There is also a text search, which lags about 10 days, so that it isn't fully useful during the development (but will be extremely useful when the site is stable). And finally, there is a 'random page' button that takes you to a err...random species in the website.

The website also contains a guest book for comments and a working forum to discuss the site and wildlife in general.

Please use the comment facility on this blog to let me know what you want, and I'll decide how to proceed based on that.

4 comments:

Peter Archdale said...

Sounds a huge task Stuart, but the result will be worth it I'm sure. One area you might eventually consider is linking to a GIS. This would allow people to search by locality. I realise this may be a huge additional task to complete, but maybe you can build the functionality into the database and then add the interface anon.

I'm considering how to do this with my own info, but am at very early stages. As well as the species info I plan to have fixed point photography so that I can access views as my site changes.

Stuart said...

It is a huge task Peter, and I reckon it will take perhaps 2000 hours of work in total. You're not the first to mention location: another suggestion is to access the data by townland. I'm considering a number of options, including links with e.g. google maps.

Gill said...

Fantastic project, Stuart. Keep up the good work.
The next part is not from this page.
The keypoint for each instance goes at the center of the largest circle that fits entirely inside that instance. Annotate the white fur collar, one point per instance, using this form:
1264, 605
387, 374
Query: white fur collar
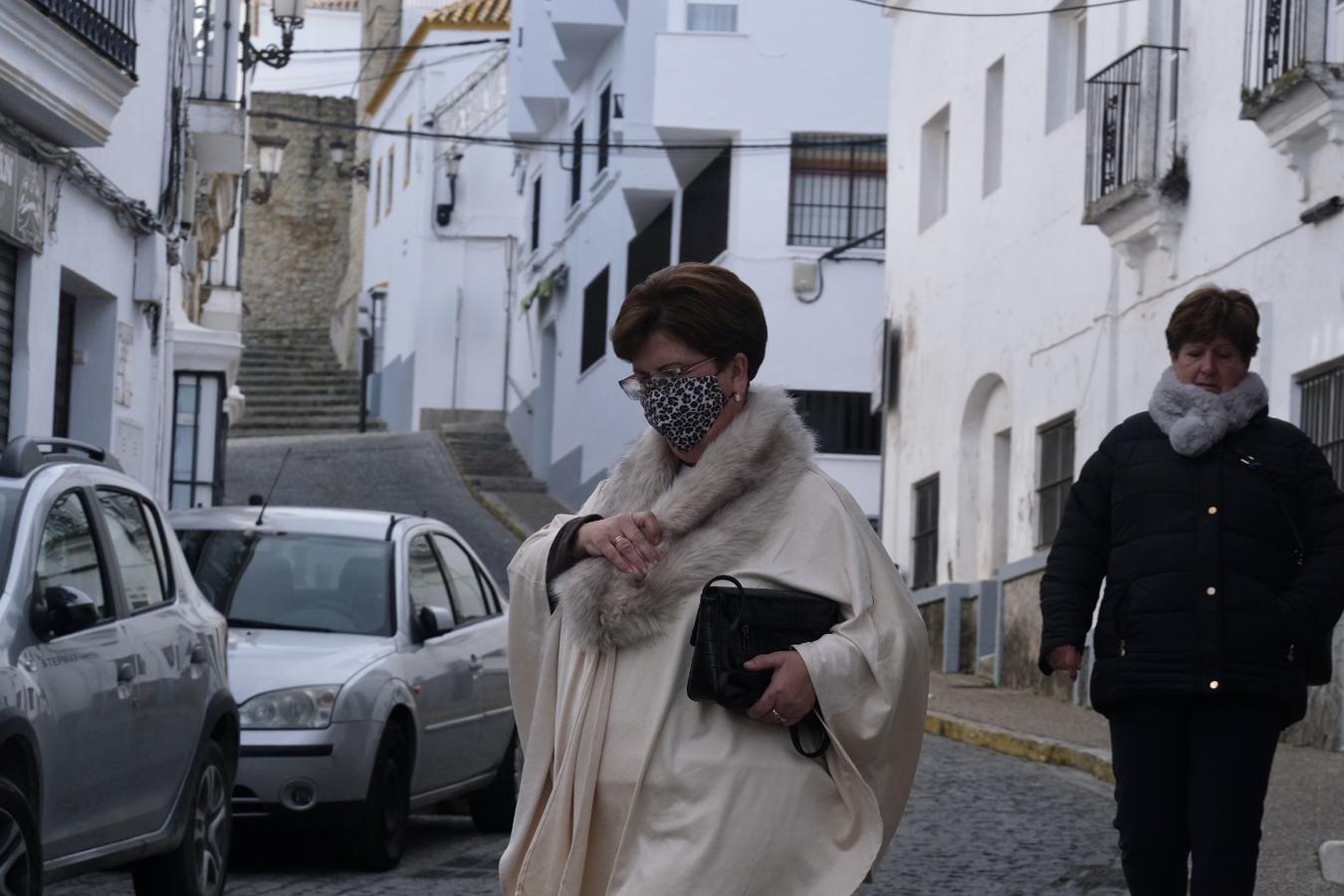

"I still haven't decided how to document unnamed hybrids" um, "willow hybrid" or "spotted orchid hybrid" ? :-)

I'm intrigued to know how you add a text search to a site.

Stuart said...

Gill: the difficulty is how to build a taxonomic route to each hybrid. Maybe I should put a 'spare' entry at the end of each relevant taxonomic genus with a "species page" called 'genus-hybrids', where genus can be Salix, Dactylorhiza, etc. That would work.

In terms of text search, Google has a little-used facility which restricts a google search to a single domain (website). The format of a typical search is:

site:donegal-wildlife.blogspot.com moth

That google search returns a list of every page on this blog that contains the word 'moth'. Try it!

All you need is a script on your site that performs that command.

I can't add the script in this comment (scripts are barred for good reason), but you can get the script from the index page of the new site.